UEFA-Präsident Aleksander Ceferin begrüßte den Rückzug der englischen Vereine und hofft auf eine dauerhafte Kooperation mit den Fußball-Spitzenclubs. "Ich habe gestern gesagt, dass es bewundernswert ist, einen Fehler zuzugeben, und diese Vereine haben einen großen Fehler gemacht", sagte der Slowene. "Aber sie sind jetzt wieder auf Kurs, und ich weiß, dass sie nicht nur unseren Wettbewerben, sondern dem gesamten europäischen Spiel viel zu bieten haben", betonte der 53-Jährige.
Ceferin will offenbar von unmittelbaren Konsequenzen für die einsichtigen Abtrünnigen absehen. "Das Wichtigste ist jetzt, dass wir weitermachen, die Einheit, die das Spiel zuvor genossen hat, wieder aufbauen und gemeinsam vorankommen", sagte der UEFA-Boss. Als Drohkulisse hatte er zuvor selbst einen Ausschluss aus der noch laufenden Europacup-Saison sowie eine EM- und WM-Sperre für alle Profis der Clubs ins Spiel gebracht.
Die UEFA hatte ihrerseits am Montag eine Reform der Champions League ab 2024 beschlossen. Demnach wird die bestehende Königsklasse von 32 auf 36 Clubs aufgestockt und die erste Phase nicht in Gruppen aufgeteilt, sondern in einem Ligaformat bestritten. Zwei der vier zusätzlichen Startplätze werden nicht über aktuelle Leistungen, sondern über die UEFA-Fünfjahreswertung vergeben. Diese Sicherheit scheint den ganz großen Clubs aber zu wenig.

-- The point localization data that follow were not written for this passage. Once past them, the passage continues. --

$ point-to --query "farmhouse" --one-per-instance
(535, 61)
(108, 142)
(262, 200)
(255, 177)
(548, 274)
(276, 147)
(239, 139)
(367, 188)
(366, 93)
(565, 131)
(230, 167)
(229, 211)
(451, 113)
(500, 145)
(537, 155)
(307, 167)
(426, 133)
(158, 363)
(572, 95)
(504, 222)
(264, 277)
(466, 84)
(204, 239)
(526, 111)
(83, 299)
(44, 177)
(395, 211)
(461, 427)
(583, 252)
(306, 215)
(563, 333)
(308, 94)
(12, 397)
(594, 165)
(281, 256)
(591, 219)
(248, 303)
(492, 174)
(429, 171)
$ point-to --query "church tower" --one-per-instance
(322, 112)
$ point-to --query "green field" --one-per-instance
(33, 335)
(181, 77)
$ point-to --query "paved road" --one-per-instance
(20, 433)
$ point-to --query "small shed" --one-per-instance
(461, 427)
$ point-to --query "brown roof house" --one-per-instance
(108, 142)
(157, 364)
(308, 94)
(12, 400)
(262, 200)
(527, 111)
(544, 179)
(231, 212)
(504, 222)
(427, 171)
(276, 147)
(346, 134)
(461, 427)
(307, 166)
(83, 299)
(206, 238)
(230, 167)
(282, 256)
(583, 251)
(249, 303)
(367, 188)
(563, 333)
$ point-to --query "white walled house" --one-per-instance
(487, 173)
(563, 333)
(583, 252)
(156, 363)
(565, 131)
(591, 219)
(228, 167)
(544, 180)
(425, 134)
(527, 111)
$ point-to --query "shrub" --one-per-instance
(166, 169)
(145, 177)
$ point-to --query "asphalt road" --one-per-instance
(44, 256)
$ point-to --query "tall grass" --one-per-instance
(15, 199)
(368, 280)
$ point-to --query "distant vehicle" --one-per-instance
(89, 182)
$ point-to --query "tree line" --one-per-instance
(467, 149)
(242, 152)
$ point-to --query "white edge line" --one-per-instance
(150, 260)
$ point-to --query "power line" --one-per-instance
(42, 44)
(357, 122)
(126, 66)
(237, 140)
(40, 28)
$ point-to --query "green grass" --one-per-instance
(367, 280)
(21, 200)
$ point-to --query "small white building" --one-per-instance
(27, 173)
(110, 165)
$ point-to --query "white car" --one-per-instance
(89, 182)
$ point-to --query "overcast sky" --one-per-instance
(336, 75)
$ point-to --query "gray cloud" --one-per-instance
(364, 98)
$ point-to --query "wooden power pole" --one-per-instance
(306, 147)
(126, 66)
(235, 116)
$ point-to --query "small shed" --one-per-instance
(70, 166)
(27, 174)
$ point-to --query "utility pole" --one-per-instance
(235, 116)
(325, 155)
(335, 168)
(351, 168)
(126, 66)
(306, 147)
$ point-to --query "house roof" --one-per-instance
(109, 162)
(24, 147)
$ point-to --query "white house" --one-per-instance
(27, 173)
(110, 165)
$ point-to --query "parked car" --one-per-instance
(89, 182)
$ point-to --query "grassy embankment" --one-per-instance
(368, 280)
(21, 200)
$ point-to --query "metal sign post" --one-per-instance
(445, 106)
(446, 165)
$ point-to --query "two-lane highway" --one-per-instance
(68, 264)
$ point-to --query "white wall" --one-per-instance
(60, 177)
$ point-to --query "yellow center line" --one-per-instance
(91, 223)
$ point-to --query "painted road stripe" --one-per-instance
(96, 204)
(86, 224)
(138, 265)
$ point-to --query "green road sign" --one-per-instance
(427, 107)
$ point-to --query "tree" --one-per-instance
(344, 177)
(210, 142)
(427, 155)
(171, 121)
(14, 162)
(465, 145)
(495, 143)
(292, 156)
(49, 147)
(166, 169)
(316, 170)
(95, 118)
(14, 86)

Agnelli, der bei Juve aufgrund des kapitalen Fehlstarts der Super League selbst bereits vor dem Aus stehen soll, will laut eigenen Angaben damit fortfahren, den "schönsten Wettbewerb der Welt zu schaffen". Dieser würde der gesamten Fußballpyramide Vorteile bringen. "Die Verteilung der Ressourcen an andere Vereine wird erhöht und er bleibt offen." Fünf der 20 Startplätze der Super League sollten planmäßig jährlich im Dialog mit den Fußballverbänden neu vergeben werden.
Mit Blick auf die Fans argumentierte der 45-Jährige, dass die Anziehungskraft des Fußballs derzeit eine Krise bei den jungen Generationen durchlebe. "Die Jüngsten wollen die großen Events sehen und sind weniger mit den Elementen des Lokalpatriotismus verbunden, die die vorangegangenen Generationen - inklusive meiner - geprägt haben", sagte Agnelli.
Premier-League-Klubs entschuldigen sich
Dennoch wandten sich die englischen Clubs am Dienstagabend - keine 48 Stunden nach Veröffentlichung der Pläne - auf Druck ihrer Fans und auch der britischen Regierung von der Super League ab. "Wir haben einen Fehler gemacht und wir entschuldigen uns dafür", hieß es auf dem Twitter-Account von Arsenal. Chelsea ergänzte, dass man zu dem Schluss gekommen sei, dass die Pläne "nicht im besten Interesse des Clubs, unserer Fans und der breiteren Fußballgemeinschaft sind."
Liverpools US-amerikanischer Haupteigentümer John Henry nahm die Schuld für das Tohuwabohu auf seine Kappe und entschuldigte sich bei den Fans und Trainer Jürgen Klopp. "Es tut mir leid, ich alleine bin für die unnötige Negativität, die in den vergangenen Tagen aufgekommen ist, verantwortlich", sagte der Chef der Fenway Sports Group in einem Video auf der Club-Website. "Das ist etwas, das ich nicht vergessen werde. Und es zeigt die Kraft, die die Fans heute haben und zurecht weiterhin haben werden."